Hal ini sejalan dengan pengamatan Muhammad Ilham Rahman, mahasiswa Universitas Hasanuddin yang aktif mendampingi para calon mahasiswa difabel selama proses SNBT. Dalam wawancara bersama Solidernews, Ilham menyampaikan:

“Semangatnya teman-teman difabel untuk kuliah itu bagus. Tapi menurutku semangat eksplorasinya yang kurang. Saya malah khawatir kalau teman-teman hanya mau ke jurusan PKH, terus setelah kuliah kembali ke SLB, lama-lama jurusan tertentu akan seperti SLB versi kampus.”

Ia menambahkan:

“Yang saya amati, teman-teman dari SLB memang lebih sering memilih PKh.

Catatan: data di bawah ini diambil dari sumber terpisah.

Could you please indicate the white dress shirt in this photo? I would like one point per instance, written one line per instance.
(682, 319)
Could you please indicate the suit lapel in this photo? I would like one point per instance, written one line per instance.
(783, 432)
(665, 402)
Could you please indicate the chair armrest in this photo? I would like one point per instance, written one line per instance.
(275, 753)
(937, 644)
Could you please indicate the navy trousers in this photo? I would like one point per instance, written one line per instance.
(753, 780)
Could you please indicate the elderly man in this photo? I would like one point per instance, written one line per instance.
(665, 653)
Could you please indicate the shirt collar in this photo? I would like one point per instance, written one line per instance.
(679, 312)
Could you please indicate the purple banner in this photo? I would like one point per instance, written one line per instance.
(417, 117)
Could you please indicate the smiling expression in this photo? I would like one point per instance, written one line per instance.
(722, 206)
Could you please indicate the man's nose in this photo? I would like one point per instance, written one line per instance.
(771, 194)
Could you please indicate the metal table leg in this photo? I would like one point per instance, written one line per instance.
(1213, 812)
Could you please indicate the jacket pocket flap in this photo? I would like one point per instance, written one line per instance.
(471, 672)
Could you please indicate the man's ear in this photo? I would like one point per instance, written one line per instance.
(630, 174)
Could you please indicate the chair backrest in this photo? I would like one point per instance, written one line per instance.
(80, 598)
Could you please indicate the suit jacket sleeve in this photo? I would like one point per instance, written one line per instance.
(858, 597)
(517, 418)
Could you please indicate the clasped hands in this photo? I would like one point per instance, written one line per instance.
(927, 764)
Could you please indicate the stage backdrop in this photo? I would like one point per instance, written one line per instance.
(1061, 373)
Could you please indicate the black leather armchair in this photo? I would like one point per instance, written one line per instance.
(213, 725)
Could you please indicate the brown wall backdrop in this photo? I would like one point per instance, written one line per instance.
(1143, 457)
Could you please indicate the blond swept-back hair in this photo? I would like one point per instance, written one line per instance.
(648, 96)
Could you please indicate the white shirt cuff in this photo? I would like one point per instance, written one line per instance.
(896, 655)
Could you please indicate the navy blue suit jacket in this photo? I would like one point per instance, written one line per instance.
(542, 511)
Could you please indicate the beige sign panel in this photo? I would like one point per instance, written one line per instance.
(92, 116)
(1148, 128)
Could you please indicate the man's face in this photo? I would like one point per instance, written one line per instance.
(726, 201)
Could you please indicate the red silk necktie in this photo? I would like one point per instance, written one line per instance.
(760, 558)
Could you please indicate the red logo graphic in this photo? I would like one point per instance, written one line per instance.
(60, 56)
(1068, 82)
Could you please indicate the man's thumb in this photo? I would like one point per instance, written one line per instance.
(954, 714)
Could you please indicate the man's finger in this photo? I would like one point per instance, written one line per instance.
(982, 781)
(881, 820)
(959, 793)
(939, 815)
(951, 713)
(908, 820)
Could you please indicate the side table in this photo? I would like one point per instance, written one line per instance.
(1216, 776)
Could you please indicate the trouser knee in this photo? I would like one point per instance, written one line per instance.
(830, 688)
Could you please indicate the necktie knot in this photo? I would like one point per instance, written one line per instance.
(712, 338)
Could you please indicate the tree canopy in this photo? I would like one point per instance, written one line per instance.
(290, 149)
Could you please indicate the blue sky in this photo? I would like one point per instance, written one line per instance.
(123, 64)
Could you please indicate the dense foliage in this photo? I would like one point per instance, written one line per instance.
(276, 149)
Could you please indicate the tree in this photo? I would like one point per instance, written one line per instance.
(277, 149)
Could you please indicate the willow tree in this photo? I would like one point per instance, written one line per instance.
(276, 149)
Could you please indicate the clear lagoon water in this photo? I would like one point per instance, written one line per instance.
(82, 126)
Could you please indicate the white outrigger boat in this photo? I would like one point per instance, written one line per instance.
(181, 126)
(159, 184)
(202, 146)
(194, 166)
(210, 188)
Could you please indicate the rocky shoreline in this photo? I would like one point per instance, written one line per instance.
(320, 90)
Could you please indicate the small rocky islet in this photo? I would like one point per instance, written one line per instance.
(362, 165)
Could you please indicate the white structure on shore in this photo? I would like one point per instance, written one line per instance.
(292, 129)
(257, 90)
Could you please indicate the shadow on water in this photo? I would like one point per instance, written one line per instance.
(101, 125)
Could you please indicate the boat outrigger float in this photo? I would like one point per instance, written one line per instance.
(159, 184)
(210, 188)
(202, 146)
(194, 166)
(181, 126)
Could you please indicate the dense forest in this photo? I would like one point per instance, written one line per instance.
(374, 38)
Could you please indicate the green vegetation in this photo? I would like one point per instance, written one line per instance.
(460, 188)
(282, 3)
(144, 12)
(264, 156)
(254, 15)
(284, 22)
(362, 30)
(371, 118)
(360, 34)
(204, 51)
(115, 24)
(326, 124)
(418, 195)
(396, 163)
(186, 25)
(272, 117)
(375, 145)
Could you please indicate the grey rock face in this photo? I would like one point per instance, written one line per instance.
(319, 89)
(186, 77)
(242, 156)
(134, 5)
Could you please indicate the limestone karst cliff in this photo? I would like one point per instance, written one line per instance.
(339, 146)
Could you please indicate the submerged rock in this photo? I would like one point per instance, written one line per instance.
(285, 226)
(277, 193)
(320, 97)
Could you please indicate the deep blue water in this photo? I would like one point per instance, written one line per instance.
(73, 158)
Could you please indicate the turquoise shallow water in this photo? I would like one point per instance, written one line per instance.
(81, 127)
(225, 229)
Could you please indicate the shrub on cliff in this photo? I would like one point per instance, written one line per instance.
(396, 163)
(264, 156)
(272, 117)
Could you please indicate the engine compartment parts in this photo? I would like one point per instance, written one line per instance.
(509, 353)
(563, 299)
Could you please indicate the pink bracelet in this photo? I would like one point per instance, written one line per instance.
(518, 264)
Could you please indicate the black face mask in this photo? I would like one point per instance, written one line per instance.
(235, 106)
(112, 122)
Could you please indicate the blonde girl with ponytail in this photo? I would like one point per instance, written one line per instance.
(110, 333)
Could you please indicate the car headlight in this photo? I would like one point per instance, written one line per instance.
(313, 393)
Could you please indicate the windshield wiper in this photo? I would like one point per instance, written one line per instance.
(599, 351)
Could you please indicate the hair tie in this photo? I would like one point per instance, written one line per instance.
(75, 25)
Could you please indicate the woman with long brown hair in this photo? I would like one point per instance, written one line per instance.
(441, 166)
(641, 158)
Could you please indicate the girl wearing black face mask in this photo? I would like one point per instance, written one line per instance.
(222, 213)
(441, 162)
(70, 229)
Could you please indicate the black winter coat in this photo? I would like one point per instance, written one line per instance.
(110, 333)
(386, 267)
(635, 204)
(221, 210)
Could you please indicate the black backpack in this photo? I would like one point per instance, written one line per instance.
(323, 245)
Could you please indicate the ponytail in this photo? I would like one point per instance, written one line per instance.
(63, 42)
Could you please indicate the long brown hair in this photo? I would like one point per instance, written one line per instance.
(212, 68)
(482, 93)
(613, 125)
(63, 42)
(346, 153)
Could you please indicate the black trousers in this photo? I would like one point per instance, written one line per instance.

Jarang dari sekolah reguler yang memilih jurusan itu. Saya rasa ini karena kurangnya informasi atau karena mereka terlalu yakin bahwa dunia SLB adalah ‘rumah’ yang harus terus dipertahankan.”

Kutipan ini mengungkap kenyataan bahwa pilihan jurusan oleh mahasiswa difabel kerap dipengaruhi oleh pengalaman pendidikan sebelumnya yang bersifat segregatif. Ketika sejak awal mereka ditempatkan dalam sistem yang membatasi ruang eksplorasi, maka kecenderungan untuk memilih jalur yang dianggap “paling aman” menjadi pilihan yang logis, meskipun terbatas.

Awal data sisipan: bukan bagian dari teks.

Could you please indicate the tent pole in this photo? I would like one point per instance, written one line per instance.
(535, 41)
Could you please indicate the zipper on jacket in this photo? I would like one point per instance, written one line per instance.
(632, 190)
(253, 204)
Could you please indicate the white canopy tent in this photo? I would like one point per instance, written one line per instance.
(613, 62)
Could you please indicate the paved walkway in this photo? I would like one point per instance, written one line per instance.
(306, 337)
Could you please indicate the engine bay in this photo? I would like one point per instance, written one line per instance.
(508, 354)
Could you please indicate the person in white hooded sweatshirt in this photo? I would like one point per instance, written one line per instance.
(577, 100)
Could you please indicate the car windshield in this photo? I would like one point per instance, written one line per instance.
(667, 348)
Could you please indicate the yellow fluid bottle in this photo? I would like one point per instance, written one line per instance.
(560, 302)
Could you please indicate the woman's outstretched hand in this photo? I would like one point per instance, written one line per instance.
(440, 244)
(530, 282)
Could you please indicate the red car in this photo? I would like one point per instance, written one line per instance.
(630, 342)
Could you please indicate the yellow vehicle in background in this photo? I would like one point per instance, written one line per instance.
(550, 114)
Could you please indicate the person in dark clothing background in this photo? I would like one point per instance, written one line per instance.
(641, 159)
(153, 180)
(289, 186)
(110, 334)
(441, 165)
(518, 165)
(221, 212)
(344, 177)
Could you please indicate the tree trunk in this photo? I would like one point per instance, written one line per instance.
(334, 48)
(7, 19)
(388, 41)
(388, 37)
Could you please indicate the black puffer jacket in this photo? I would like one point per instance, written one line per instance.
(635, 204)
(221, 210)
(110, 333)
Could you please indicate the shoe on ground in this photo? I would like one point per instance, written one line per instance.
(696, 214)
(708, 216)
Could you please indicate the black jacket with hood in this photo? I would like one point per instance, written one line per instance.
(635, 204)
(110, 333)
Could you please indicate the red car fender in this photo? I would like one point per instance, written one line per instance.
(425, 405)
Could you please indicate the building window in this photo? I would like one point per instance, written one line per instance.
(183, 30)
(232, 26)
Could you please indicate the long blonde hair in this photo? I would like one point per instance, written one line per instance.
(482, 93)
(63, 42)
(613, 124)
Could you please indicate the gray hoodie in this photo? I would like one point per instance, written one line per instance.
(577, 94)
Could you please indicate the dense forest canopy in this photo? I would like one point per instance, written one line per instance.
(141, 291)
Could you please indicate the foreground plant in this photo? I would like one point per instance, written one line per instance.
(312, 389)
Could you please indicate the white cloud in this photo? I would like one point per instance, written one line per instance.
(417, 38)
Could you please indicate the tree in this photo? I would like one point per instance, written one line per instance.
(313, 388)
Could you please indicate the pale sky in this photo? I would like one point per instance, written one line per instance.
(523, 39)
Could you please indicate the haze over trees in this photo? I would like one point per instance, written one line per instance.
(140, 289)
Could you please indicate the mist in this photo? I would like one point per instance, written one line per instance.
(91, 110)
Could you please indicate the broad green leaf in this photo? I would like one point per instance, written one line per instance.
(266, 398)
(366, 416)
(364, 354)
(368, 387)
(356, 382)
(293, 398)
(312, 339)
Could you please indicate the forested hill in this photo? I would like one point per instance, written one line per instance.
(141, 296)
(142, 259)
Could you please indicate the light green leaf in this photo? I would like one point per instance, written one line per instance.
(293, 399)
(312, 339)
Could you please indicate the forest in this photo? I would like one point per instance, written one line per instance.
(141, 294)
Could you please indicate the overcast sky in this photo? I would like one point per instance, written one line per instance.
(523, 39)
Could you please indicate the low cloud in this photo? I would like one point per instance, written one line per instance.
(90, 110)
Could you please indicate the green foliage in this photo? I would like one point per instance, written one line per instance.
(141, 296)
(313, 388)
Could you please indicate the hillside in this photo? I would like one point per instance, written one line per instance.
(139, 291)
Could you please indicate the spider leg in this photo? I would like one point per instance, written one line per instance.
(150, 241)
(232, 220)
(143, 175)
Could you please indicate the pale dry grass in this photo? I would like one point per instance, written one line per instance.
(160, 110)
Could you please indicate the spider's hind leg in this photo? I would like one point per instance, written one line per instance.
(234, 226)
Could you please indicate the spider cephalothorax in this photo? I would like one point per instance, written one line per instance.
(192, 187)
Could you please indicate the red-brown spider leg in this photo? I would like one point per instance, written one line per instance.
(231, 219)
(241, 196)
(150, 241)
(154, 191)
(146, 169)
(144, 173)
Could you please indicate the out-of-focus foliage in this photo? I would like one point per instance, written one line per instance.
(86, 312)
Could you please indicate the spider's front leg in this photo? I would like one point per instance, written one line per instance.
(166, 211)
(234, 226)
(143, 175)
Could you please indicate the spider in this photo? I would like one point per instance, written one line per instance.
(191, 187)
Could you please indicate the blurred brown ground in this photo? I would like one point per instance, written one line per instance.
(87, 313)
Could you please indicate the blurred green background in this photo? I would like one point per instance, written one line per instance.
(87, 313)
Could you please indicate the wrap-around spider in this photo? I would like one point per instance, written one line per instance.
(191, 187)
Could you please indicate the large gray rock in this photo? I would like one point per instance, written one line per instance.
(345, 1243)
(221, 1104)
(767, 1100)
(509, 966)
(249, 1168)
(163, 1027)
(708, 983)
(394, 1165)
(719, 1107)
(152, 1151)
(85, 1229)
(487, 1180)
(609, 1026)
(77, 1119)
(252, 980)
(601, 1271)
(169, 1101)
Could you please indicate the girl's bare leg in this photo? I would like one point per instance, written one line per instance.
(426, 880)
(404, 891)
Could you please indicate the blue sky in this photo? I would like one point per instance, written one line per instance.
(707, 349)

Muhammad Lutfi, seorang aktivis difabel, juga memberikan catatan penting dalam wawancaranya bersama Solidernews. Ia mengapresiasi tren peningkatan jumlah difabel yang mendaftar kuliah, namun sekaligus menyoroti akar persoalan yang belum terselesaikan:

“Tren teman-teman difabel untuk berkuliah, khususnya di Sulawesi Selatan, meningkat cukup signifikan. Isu PKH sebagai jurusan favorit sebenarnya bukan hal baru. Faktor di baliknya hampir selalu berkaitan dengan motivasi dan literasi.”

Lebih lanjut, Lutfi mengajak organisasi difabel untuk mengambil peran lebih aktif dalam mendampingi generasi muda difabel:

“Komunitas difabel dan organisasi difabel harus lebih proaktif dan inovatif memfasilitasi adik-adik difabel ini—bekerja sama dengan SLB, mendampingi keluarga, serta yang paling penting, mendorong mereka untuk berekspresi dan bereksplorasi.”

Pandangan ini mengajak kita merenung lebih dalam: keterbatasan pilihan tidak semata-mata berasal dari sistem pendidikan tinggi yang belum inklusif, tetapi juga dari lingkungan sosial yang belum cukup mendukung keberanian difabel untuk bermimpi lebih besar. Dalam ruang sosial yang penuh ketakutan akan kegagalan, eksplorasi menjadi barang mewah. Maka, tak mengherankan jika jurusan PKH dipilih bukan karena menjadi cita-cita utama, melainkan karena dianggap sebagai pilihan yang paling mungkin.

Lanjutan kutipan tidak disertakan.